Welcome to Trash Paradise: 5 Tipps, mit denen Ihr weniger Müll produziert

  • Trash im Paradise: Die Filmemacherin Alison Teals hat eine riesige Müllinsel vor den Malediven fotografiert.

  • Tipp 1: Mit jedem Tag werden die Müllinseln größer in unseren Ozeanen. Was Ihr dagegen tun könnt? Viel! Z.B. beim Einkaufen bewusst darauf achten, Produkte ohne oder mit wenig Verpackungsmaterial zu bevorzugen. Also: unverpacktes Obst und Gemüse, Milch in Glasflaschen oder zusammenfaltbaren Tüten, Käse vom Stück statt in der Plastikpackung. Das nervt zwar, aber nur so können wir die Lebensmittelindustrie langfristig dazu bringen, weniger Verpackungen einzusetzen.

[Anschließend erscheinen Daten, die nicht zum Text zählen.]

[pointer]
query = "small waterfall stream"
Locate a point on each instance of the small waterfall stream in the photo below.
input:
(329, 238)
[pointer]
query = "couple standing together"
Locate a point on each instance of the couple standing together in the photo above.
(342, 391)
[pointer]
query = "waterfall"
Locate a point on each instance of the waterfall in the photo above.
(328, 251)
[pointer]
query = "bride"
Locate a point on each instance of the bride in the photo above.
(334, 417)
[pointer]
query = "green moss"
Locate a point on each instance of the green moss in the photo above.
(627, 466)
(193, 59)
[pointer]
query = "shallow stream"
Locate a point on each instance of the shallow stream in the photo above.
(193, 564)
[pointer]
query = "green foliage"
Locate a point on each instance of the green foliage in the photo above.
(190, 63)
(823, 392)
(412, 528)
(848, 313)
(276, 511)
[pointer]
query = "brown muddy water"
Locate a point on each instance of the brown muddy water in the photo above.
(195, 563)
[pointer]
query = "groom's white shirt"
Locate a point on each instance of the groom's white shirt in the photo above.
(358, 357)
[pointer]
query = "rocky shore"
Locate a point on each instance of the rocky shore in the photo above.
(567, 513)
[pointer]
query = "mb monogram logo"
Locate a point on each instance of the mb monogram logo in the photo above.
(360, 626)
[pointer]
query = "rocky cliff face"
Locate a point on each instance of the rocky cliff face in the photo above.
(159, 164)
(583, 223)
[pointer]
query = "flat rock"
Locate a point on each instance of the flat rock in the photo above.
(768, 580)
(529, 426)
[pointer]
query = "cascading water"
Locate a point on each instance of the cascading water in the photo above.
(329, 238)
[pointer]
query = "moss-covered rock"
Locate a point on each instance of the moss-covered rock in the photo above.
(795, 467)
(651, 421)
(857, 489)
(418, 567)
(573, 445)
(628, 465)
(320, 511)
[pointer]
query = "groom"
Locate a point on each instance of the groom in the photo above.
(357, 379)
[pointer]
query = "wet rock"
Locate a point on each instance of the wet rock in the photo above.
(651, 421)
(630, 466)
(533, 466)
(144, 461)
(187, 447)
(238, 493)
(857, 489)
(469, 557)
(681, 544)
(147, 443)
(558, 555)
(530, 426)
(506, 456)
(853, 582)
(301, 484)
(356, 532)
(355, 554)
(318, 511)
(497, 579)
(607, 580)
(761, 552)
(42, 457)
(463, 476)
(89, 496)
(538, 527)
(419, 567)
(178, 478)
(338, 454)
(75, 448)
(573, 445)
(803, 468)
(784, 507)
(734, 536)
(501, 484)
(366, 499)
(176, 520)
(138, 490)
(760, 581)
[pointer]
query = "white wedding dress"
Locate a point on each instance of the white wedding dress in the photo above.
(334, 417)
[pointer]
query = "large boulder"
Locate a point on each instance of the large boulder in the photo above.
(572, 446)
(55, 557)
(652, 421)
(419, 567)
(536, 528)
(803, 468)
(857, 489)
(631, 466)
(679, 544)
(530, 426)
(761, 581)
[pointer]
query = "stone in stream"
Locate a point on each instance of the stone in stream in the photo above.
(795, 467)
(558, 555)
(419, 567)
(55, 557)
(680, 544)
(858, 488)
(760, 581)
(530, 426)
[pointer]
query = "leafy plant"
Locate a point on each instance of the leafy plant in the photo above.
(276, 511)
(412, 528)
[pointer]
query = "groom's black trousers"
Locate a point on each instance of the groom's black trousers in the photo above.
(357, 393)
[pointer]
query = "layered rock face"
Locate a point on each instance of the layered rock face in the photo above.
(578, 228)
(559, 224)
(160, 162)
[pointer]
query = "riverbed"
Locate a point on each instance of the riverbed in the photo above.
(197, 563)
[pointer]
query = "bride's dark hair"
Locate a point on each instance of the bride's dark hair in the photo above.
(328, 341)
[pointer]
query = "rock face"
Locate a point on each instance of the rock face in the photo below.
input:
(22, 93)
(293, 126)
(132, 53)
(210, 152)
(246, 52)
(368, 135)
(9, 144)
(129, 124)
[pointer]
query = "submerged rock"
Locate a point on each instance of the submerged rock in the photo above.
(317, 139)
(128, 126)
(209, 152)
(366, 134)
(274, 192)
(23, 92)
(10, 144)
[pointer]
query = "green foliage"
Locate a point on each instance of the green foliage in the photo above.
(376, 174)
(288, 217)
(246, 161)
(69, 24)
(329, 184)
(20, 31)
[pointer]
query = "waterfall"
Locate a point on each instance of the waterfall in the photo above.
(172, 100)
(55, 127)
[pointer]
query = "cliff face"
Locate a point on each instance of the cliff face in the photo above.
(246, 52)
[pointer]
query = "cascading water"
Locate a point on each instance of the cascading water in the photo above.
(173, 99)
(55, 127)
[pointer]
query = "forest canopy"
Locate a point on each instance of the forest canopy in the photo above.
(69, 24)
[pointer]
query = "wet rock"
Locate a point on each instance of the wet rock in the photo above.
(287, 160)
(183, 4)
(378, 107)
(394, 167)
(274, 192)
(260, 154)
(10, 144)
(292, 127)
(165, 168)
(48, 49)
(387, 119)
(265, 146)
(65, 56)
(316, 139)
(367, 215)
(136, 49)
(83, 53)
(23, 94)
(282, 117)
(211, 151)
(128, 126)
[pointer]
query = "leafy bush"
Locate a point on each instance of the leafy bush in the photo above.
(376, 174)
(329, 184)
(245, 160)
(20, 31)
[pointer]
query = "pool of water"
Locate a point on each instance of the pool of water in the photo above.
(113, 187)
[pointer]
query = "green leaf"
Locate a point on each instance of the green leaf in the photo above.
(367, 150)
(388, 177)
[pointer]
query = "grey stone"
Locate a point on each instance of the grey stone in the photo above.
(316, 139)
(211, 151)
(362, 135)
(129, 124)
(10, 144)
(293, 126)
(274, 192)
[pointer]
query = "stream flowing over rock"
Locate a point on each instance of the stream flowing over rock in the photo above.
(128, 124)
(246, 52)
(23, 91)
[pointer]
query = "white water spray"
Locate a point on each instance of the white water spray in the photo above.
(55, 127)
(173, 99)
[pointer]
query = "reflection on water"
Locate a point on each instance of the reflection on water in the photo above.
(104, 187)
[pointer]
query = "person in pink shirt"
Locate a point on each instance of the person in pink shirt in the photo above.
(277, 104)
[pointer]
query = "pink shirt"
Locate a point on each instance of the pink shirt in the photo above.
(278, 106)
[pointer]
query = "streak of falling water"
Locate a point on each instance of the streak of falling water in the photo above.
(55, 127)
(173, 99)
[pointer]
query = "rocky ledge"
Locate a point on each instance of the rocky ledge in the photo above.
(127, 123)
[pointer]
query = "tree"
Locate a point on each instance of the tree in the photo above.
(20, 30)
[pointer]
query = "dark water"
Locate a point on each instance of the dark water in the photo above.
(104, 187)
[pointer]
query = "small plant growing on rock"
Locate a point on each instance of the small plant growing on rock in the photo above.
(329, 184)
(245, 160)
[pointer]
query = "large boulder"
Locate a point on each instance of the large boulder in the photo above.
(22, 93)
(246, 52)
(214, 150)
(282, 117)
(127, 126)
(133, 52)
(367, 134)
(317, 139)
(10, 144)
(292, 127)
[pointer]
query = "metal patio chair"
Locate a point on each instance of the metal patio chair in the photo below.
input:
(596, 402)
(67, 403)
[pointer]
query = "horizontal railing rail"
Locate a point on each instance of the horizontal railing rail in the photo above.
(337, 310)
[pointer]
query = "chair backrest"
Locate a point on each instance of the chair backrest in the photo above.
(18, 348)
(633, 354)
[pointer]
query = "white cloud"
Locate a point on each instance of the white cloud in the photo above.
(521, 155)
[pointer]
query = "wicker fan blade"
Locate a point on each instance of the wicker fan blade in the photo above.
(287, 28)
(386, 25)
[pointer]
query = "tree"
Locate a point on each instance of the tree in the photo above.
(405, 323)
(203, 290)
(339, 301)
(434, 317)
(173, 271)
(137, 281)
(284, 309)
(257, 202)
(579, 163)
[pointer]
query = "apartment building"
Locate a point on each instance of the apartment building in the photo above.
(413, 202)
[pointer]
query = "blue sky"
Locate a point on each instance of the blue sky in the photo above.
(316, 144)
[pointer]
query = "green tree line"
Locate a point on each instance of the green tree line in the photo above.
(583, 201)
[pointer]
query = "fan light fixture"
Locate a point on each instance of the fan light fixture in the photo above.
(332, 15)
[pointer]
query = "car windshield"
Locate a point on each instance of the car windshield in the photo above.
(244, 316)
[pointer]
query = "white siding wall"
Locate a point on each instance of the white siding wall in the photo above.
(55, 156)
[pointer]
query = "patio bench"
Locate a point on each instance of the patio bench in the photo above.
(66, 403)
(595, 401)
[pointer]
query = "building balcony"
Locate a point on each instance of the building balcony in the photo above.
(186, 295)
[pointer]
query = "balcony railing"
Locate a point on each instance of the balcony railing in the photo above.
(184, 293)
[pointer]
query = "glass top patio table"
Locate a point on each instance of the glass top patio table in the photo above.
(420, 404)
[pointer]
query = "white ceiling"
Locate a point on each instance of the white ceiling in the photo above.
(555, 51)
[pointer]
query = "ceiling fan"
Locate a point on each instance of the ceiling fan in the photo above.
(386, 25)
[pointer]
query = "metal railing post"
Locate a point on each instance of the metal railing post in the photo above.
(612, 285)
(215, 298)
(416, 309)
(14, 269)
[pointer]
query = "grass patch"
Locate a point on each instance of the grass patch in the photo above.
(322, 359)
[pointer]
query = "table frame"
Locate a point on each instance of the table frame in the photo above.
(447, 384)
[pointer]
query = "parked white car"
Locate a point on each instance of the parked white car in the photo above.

  • Tipp 2: Jeder Deutsche verbraucht im Jahr 38 kg Alu- und Frischhaltefolie - soviel wie sonst niemand in der Welt. Das ist nicht nur Gift für die Umwelt, sondern laut zahlreicher Studien auch für unsere Gesundheit. Also, lieber gleich auf schicke Tupperware umsteigen. Hält sowieso besser frisch und schont die Umwelt.

  • Tipp 3: Ihr nehmt immer Plastiktüten im Supermarkt? Bringt doch lieber Eure eigenen Einkaufstaschen mit. Das erspart Euch nicht nur nerviges Tüten aufplatzen aufm Heimweg, sondern trägt auch dazu, dass die riesigen Plastikmüllberge, die wir produzieren, nicht noch weiter wachsen.

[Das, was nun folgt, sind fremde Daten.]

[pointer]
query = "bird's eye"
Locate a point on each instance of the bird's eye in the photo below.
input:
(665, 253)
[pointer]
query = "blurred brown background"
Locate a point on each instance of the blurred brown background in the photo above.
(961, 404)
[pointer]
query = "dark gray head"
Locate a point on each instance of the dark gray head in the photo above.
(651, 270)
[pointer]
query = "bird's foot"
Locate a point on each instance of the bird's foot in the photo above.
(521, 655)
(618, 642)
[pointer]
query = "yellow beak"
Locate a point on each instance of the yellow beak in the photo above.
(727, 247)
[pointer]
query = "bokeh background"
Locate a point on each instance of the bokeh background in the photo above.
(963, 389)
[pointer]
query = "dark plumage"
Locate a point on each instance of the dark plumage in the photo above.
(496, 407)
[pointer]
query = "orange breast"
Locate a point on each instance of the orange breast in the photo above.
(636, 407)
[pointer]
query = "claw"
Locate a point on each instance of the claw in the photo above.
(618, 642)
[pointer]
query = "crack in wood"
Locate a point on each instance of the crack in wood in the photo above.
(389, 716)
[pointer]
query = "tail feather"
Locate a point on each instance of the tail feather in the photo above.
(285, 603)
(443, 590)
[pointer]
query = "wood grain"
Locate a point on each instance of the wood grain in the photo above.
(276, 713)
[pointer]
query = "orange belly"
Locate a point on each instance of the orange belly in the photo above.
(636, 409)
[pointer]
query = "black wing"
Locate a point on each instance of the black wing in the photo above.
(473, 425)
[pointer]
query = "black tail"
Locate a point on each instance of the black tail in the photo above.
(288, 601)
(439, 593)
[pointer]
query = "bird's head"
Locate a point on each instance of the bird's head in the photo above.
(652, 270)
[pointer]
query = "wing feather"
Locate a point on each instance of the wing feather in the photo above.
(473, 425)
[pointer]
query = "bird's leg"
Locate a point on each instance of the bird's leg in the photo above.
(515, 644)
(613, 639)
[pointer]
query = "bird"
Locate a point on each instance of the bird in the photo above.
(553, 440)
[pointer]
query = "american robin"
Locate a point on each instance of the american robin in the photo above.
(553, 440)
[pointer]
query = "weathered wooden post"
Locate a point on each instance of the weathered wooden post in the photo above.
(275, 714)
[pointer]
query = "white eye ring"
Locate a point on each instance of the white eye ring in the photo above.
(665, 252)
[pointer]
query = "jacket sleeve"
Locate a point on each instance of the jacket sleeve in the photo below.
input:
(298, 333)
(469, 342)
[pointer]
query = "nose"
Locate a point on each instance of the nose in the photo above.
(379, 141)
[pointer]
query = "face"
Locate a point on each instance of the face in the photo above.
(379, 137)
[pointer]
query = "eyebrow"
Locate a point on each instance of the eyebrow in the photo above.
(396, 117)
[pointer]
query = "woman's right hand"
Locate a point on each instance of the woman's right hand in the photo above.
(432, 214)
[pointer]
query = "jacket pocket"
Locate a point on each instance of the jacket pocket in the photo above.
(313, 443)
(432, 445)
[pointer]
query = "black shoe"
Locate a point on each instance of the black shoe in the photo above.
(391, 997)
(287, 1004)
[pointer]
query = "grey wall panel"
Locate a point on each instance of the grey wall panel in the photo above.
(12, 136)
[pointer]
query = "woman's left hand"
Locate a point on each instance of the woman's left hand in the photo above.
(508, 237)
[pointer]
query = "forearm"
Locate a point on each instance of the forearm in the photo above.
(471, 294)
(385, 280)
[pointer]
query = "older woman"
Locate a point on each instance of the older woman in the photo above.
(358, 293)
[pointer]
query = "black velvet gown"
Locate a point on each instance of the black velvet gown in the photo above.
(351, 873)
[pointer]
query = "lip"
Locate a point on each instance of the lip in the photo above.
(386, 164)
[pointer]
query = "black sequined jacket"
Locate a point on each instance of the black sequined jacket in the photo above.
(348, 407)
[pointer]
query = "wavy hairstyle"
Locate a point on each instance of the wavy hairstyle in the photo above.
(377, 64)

  • Tipp 4: Statt Euch unterwegs oder beim Sport immer wieder eine neue Wasserflasche zu kaufen, legt Euch doch lieber eine nachfüllbare Trinkflasche zu. Dadurch tut Ihr nicht nur der Umwelt was Gutes, indem Ihr pro Jahr ordentlich Plastikmüll einspart, sondern Ihr schont auch Euren Geldbeutel.

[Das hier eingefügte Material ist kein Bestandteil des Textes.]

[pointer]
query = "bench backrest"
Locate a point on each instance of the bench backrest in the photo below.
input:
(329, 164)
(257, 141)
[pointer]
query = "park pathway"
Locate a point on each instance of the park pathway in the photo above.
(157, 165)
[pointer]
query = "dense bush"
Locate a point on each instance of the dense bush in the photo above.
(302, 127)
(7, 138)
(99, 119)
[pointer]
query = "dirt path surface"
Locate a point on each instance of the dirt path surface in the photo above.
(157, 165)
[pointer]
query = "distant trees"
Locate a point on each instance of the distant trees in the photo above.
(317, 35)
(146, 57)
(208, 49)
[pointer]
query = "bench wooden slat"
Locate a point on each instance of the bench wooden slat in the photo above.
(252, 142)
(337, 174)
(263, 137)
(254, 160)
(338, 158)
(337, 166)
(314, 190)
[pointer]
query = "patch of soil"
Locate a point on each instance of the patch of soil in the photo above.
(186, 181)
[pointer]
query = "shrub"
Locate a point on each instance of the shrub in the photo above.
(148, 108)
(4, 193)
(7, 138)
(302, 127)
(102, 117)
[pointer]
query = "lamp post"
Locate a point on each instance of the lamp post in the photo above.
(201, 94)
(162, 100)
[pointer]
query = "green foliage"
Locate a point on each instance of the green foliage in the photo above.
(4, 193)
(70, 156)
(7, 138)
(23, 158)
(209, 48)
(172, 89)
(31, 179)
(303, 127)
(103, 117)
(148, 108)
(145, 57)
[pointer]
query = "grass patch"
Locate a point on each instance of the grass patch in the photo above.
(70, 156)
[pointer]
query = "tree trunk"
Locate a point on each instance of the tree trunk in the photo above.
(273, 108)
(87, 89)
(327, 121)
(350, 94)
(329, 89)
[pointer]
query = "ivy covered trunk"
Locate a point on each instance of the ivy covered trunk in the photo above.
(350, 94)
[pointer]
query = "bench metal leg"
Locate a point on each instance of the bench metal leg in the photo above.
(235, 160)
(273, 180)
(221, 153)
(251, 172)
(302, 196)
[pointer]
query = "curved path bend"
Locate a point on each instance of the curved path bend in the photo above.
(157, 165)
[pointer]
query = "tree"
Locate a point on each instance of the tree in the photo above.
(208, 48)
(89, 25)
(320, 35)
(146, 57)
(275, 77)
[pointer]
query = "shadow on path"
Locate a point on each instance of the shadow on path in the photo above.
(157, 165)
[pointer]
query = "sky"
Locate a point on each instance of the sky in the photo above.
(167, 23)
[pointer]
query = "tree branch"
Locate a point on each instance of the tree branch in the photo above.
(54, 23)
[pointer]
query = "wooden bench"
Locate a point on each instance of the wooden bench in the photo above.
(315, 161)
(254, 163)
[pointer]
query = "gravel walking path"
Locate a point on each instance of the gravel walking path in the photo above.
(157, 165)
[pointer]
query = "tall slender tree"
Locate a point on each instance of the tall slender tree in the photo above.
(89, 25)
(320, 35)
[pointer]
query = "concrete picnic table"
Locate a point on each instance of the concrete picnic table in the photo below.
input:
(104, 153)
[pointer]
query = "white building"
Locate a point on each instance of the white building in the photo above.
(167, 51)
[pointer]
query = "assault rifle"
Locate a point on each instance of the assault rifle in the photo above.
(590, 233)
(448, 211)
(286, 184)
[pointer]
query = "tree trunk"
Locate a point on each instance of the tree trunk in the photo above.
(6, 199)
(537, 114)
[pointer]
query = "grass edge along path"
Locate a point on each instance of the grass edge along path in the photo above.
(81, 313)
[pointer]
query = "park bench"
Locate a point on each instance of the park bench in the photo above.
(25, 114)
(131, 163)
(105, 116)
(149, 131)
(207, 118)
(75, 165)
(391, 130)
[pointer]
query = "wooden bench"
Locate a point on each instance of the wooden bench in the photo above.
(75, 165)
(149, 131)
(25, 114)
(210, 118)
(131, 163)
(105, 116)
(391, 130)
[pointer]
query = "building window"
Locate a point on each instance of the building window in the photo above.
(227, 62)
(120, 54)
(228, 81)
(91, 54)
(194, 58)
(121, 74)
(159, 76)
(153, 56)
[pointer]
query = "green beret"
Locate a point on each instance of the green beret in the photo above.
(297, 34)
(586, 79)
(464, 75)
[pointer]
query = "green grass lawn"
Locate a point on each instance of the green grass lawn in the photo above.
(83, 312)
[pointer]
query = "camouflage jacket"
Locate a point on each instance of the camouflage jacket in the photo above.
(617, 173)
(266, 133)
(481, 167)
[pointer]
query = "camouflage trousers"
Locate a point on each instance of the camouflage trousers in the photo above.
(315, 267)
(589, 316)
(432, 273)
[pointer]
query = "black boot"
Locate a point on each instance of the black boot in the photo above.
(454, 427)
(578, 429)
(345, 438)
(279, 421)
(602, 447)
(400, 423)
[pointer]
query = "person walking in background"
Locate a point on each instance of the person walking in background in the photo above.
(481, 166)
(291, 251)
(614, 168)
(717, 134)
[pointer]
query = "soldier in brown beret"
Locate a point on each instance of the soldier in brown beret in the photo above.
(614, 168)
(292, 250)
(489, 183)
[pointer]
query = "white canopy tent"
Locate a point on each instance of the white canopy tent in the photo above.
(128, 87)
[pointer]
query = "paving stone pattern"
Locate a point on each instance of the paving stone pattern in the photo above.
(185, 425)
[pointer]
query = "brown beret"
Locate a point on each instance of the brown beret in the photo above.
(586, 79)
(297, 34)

  • Tipp 5: Statt alles wegzuschmeißen, könnt Ihr vieles - vorausgesetzt natürlich, es ist noch benutzbar - auch verschenken. In allen größeren Städten gibt es Einrichtungen (z.B. auf alles-und-umsonst.de), bei denen man gebrauchte Möbel, Geschirr, Küchengeräte, Kleidung und andere Gebrauchsgegenstände abgeben kann, die dann an bedürftige Menschen weitergegeben werden.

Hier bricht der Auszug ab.